Hypoxia – inducible factor-1
As a post-doc, Semenza began studying the gene of the hormone erythropoietin (EPO). EPO levels rise when not enough oxygen reaches tissues, a condition known as hypoxia. During hypoxia more red blood cells are produced. Semenza identified the protein complex that regulates the cell’s response to hypoxia, and named it hypoxia-inducible factor – 1 (HIF-1). During the lecture, Semenza explained the critical role HIFs play in such processes as iron uptake, the development of the circulatory system in embryos and protection against cardiovascular disease. However, the role of HIFs may also be pathogenic; HIF-1 increases in various types of cancer.
Von Hippel-Lindau’s Disease
In the late 1980s, William G. Kaelin Jr started to work on the Von-Hippel-Lindau syndrome (VHL), a genetic illness that often leads to several types of cancer (the name of the disease is not derived from the town of Lindau but from the names of the scientists who first described the disease, Eugen von Hippel and Arvid Lindau). Under normal oxygen levels, HIF-1α, a DNA-binding protein which is part of the HIF-1 complex, binds to the VHL protein. This leads to the rapid degradation of HIF-1α. At low oxygen levels (hypoxia), HIF-1α levels are maintained. HIF activates the genes for vascular endothelial growth factor (VEGF), a key regulator of blood vessel formation, and EPO, which promotes red blood cell production. These processes drive tumor growth and the spread of cancer. “VHL loss (the inactivation of the VHL tumor suppressor gene) is the initiating event in most sporadic clear cell renal cell carcinoma,” said Kaelin, noting that VEGF inhibitors have been approved as treatment for this type of kidney cancer. A HIF-2α inhibitor, which treats anemia resulting from chronic kidney disease, is currently in a phase III study. Kaelin concluded his lecture by showing social media messages from patients whose health has improved after this treatment, including a video from one patient, who felt well enough to travel.
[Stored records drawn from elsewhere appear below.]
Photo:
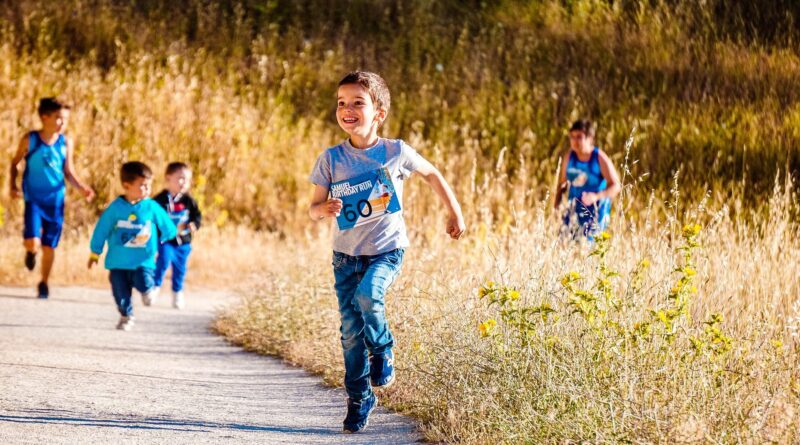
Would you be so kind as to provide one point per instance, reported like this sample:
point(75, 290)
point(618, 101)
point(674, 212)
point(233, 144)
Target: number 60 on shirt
point(365, 198)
A Half Century of Research
Harvey J. Alter, Michael Houghton and Charles M. Rice were awarded the Nobel Prize in Physiology or Medicine in 2020 “for the discovery of Hepatitis C virus.”
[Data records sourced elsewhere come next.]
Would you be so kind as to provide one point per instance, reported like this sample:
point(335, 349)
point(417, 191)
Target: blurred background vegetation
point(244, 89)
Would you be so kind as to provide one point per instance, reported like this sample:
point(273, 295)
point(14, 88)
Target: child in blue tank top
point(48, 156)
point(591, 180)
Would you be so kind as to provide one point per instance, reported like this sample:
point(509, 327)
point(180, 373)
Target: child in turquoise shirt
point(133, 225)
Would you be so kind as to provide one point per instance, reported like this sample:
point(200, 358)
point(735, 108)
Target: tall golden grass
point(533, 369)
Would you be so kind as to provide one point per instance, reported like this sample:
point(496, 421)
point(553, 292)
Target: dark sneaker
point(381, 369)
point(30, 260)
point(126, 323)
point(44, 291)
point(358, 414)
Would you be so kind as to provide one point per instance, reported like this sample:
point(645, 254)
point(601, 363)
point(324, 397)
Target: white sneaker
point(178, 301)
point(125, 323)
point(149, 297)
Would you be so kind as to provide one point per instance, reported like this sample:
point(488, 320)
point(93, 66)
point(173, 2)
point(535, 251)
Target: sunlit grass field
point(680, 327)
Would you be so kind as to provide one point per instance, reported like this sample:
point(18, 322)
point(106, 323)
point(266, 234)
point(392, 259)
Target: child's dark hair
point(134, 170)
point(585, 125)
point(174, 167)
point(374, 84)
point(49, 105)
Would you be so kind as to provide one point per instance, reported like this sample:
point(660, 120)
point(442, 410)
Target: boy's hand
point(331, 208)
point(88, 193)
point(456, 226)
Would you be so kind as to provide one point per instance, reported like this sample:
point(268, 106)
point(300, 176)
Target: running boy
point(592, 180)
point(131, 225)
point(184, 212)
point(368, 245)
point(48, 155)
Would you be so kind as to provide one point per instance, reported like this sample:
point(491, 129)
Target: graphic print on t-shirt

At this year’s Lindau Nobel Laureate Meeting, Harvey J. Alter told the captivating story of the search for the causative agent of hepatitis C, a blood-borne disease, which may lead to liver cancer and causes 400 thousand deaths each year. In the late 1960s, Alter began to study transfusion-associated hepatitis at the National Institutes of Health. In those days, 30 percent of patients who had had blood transfusions became ill with hepatitis. There was no way to screen blood for hepatitis from donors.
By 1975, both the hepatitis B and A viruses had been discovered, but there appeared to be another agent that caused hepatitis, which was called “non-A, non-B.” Alter described how the infected blood of one particular patient, Mr. H, was used in many experiments, which provided valuable information on the type of virus and also on disease progression (Mr. H died 32 years later, but not of liver failure). However, due to the limited technologies of the time, Alter was not able to isolate the virus’s DNA. The clone was found by Michael Houghton and his colleagues in the late 1980s: “They looked at six million clones over a period of six years,” remarked Alter. The virus was officially named hepatitis C in 1990 and with the availability of an assay, post-transfusion hepatitis rates dropped to 4.1 percent in 1990 and zero by 1997. Milestones in therapy have also been reached, with drugs able to cure 95-98 percent of cases in 8-12 weeks. However, there is still no vaccine for hepatitis C.
Alter commented on his long research career by showing a slide of a card he had received after winning the Nobel Prize: “There is no elevator to success, you have to take the stairs.”